Don’t Shoot The Messenger

December 6, 2010

Here’s Robert Gibbs on the Wikileaks disclosures:

“such disclosures put at risk our diplomats, intelligence professionals, and people around the world who come to the United States for assistance in promoting democracy and open government.”

From all accounts, he delivered this line with a straight face. The Atlantic described it as Orwellian. In fact, his failure to see the irony in this comment is terrifying.  Rather than acknowledging our State Department’s failure to secure apparently highly sensitive, secret information, our government is looking to shoot the messenger.

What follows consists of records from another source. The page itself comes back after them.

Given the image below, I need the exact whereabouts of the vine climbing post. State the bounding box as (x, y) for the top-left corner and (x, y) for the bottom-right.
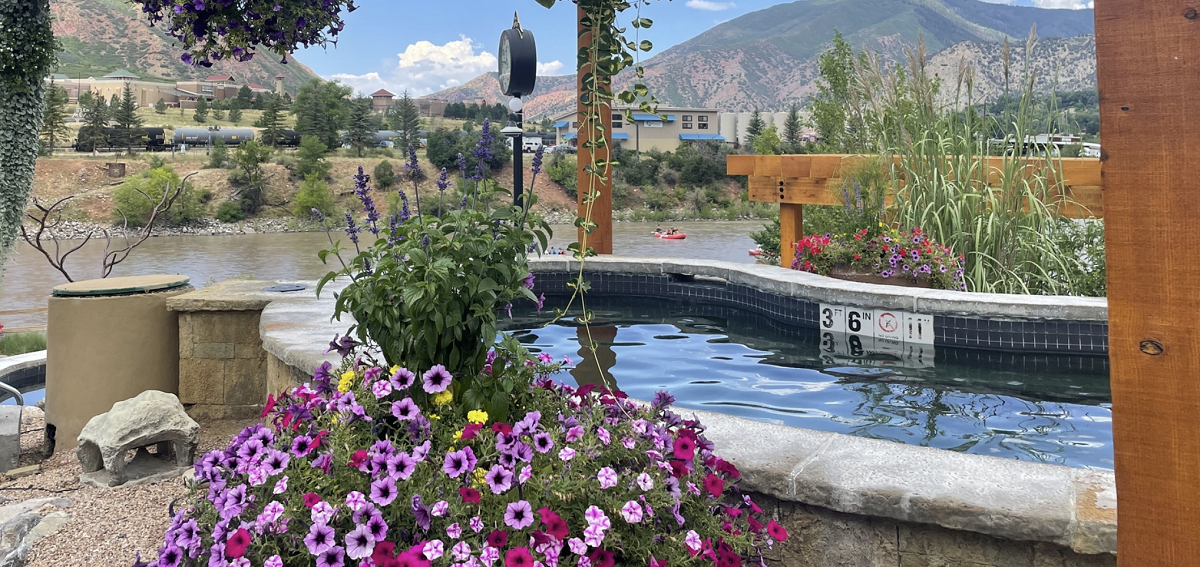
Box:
(0, 0), (55, 282)
(576, 0), (612, 253)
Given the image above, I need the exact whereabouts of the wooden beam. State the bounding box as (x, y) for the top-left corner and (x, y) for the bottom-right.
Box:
(1096, 0), (1200, 567)
(575, 2), (612, 253)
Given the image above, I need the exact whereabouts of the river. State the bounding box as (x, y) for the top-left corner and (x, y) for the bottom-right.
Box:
(0, 221), (763, 329)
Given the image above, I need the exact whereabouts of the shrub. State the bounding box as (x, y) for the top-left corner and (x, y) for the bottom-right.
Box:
(140, 351), (787, 567)
(372, 160), (396, 191)
(217, 201), (246, 222)
(112, 166), (204, 226)
(292, 173), (334, 219)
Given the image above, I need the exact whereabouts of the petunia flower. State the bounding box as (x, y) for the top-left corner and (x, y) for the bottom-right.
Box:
(504, 500), (533, 530)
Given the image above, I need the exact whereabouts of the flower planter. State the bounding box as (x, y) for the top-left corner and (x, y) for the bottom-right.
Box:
(829, 268), (934, 290)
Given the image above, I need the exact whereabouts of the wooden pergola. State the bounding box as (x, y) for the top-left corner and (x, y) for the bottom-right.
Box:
(578, 0), (1200, 567)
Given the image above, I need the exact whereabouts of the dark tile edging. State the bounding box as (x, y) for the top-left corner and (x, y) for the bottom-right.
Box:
(530, 257), (1109, 356)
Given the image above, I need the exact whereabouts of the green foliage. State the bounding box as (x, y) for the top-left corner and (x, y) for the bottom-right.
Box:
(222, 139), (271, 214)
(371, 160), (396, 191)
(208, 138), (229, 169)
(346, 97), (374, 157)
(217, 201), (246, 222)
(192, 96), (209, 124)
(292, 173), (334, 219)
(0, 333), (46, 357)
(113, 166), (204, 226)
(545, 154), (580, 199)
(754, 124), (782, 155)
(295, 136), (334, 179)
(292, 79), (354, 148)
(42, 79), (71, 153)
(254, 94), (283, 148)
(318, 132), (550, 414)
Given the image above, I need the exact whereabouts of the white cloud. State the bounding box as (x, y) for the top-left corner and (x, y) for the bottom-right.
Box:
(538, 59), (563, 77)
(325, 36), (496, 96)
(686, 0), (734, 12)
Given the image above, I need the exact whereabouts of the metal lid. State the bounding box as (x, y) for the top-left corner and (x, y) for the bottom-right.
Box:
(54, 275), (188, 297)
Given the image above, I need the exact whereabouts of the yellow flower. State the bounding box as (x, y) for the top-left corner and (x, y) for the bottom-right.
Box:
(433, 390), (454, 406)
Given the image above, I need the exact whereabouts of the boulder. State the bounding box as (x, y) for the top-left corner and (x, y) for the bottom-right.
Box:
(76, 390), (200, 487)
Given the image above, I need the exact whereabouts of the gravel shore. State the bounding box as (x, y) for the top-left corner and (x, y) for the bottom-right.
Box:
(0, 408), (258, 567)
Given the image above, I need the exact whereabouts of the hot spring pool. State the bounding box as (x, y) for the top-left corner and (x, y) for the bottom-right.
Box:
(502, 297), (1112, 468)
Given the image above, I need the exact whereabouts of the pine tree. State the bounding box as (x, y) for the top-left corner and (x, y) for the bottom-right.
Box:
(346, 97), (374, 157)
(745, 108), (767, 147)
(110, 83), (145, 151)
(78, 96), (108, 151)
(42, 78), (71, 154)
(192, 96), (209, 124)
(391, 90), (421, 149)
(784, 103), (800, 151)
(254, 95), (283, 148)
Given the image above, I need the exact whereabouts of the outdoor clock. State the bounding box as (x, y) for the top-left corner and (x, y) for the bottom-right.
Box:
(497, 16), (538, 96)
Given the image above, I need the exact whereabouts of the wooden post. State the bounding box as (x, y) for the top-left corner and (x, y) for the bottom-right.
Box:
(575, 2), (612, 253)
(1096, 0), (1200, 567)
(779, 203), (804, 268)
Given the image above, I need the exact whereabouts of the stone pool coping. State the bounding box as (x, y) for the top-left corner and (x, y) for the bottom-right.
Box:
(529, 256), (1109, 321)
(211, 276), (1117, 555)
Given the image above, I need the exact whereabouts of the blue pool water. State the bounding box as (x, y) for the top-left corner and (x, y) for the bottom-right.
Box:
(506, 298), (1112, 468)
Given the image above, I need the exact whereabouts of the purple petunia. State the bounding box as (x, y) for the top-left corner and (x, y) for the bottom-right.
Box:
(504, 500), (533, 530)
(484, 465), (512, 494)
(421, 364), (454, 394)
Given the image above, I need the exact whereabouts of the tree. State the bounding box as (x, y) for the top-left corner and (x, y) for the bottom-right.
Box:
(42, 79), (71, 154)
(292, 79), (354, 148)
(784, 103), (800, 151)
(296, 136), (334, 179)
(292, 171), (338, 219)
(238, 84), (254, 108)
(78, 96), (108, 151)
(391, 90), (421, 149)
(346, 97), (374, 157)
(254, 95), (283, 148)
(745, 108), (767, 147)
(810, 30), (854, 151)
(112, 82), (145, 151)
(192, 96), (209, 124)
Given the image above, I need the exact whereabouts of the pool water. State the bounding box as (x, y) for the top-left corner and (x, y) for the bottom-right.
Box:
(502, 297), (1112, 468)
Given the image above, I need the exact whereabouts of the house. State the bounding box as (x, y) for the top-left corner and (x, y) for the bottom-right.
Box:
(553, 106), (732, 151)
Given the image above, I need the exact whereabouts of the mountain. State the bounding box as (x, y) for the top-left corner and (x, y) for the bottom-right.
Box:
(430, 0), (1096, 117)
(50, 0), (317, 92)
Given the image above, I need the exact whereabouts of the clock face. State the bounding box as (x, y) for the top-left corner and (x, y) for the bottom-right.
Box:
(497, 31), (512, 92)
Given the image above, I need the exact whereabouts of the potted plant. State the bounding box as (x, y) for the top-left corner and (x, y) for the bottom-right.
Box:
(792, 227), (966, 291)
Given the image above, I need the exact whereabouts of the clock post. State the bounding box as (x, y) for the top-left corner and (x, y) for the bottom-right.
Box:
(496, 12), (538, 207)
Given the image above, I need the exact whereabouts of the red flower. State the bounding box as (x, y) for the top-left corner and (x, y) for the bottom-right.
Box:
(458, 487), (480, 505)
(226, 527), (250, 559)
(487, 530), (509, 549)
(588, 548), (613, 567)
(674, 435), (696, 460)
(704, 475), (725, 499)
(504, 548), (533, 567)
(767, 520), (787, 542)
(462, 423), (484, 441)
(492, 422), (512, 435)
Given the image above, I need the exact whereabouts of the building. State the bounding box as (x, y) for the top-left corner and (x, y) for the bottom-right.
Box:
(553, 107), (733, 151)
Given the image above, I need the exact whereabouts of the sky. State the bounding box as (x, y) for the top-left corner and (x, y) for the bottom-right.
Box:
(296, 0), (1091, 96)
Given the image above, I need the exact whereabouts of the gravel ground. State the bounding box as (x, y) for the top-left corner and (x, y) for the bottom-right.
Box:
(0, 408), (257, 567)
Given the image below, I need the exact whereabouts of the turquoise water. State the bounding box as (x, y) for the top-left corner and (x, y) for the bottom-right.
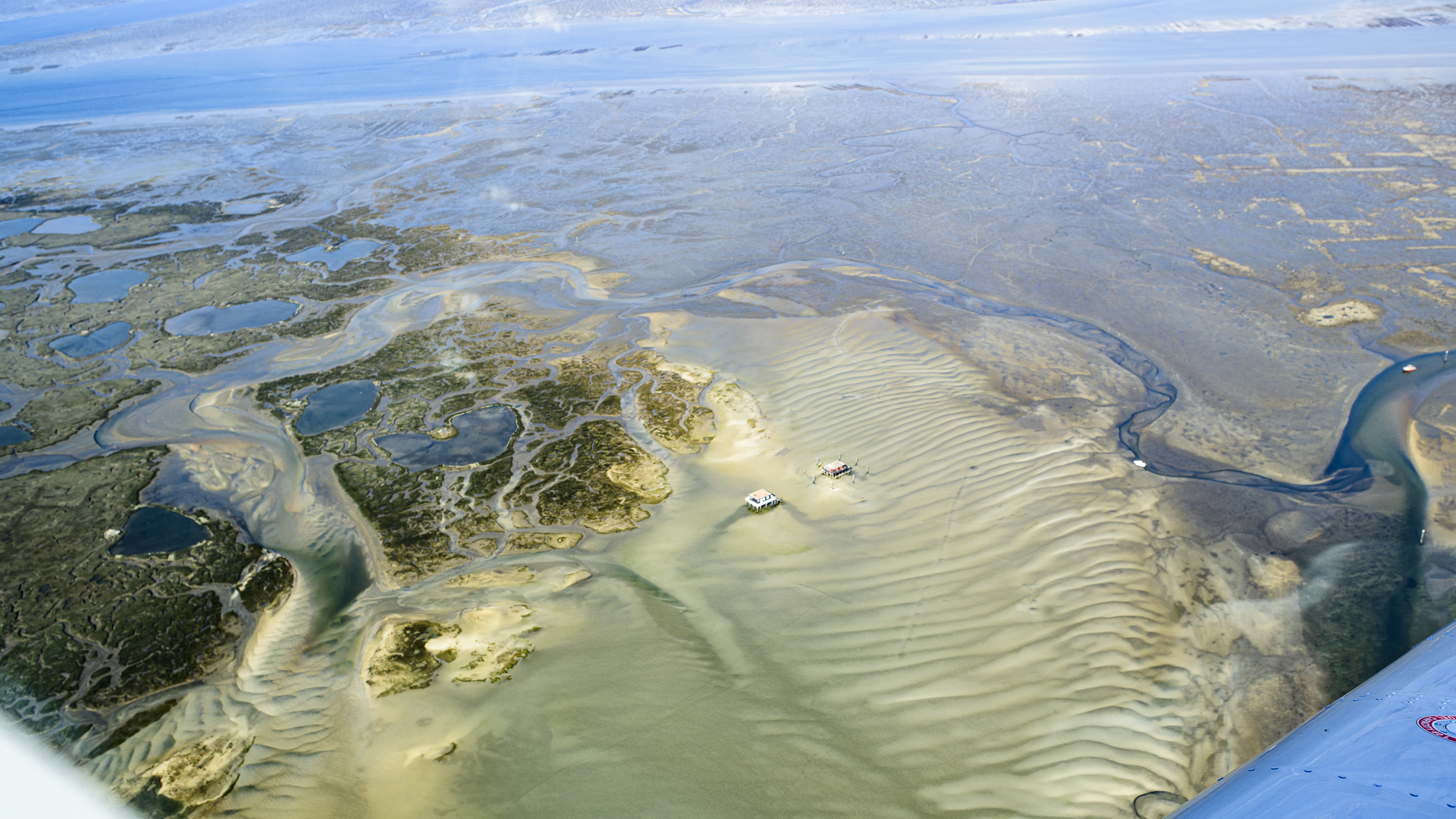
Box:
(111, 506), (207, 555)
(284, 239), (383, 272)
(163, 299), (299, 335)
(294, 381), (378, 436)
(67, 270), (149, 305)
(51, 322), (131, 359)
(374, 405), (517, 471)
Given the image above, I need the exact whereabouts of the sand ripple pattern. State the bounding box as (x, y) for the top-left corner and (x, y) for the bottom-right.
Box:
(674, 313), (1210, 817)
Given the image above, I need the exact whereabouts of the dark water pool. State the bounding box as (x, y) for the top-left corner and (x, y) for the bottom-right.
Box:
(294, 381), (378, 436)
(284, 239), (381, 272)
(0, 218), (46, 239)
(374, 403), (516, 471)
(51, 322), (131, 359)
(67, 270), (147, 305)
(111, 506), (207, 555)
(162, 299), (299, 335)
(0, 427), (30, 446)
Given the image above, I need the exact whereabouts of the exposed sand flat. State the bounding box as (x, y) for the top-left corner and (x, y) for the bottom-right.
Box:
(655, 313), (1210, 816)
(287, 312), (1322, 817)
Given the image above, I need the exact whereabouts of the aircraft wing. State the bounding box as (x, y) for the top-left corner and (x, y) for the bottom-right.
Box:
(1169, 623), (1456, 819)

In the process, our so-called free and open society is becoming less free and open by the minute. Obama’s “more transparent government” promise has become a sad joke. First Amendment free speech and free press guarantees are more at risk than at any time in recent history.

Is Ron Paul our only elected official who recognizes the problem with the Obama administrations response to the Wikileaks “situation”?

He had the courage to defend Julian Assange on Fox News in the face of a complete media and government attack on the Wikileaks founder. Here’s what he said:

“In a free society we’re supposed to know the truth. In a society where truth becomes treason, then we’re in big trouble. And now, people who are revealing the truth are getting into trouble for it.”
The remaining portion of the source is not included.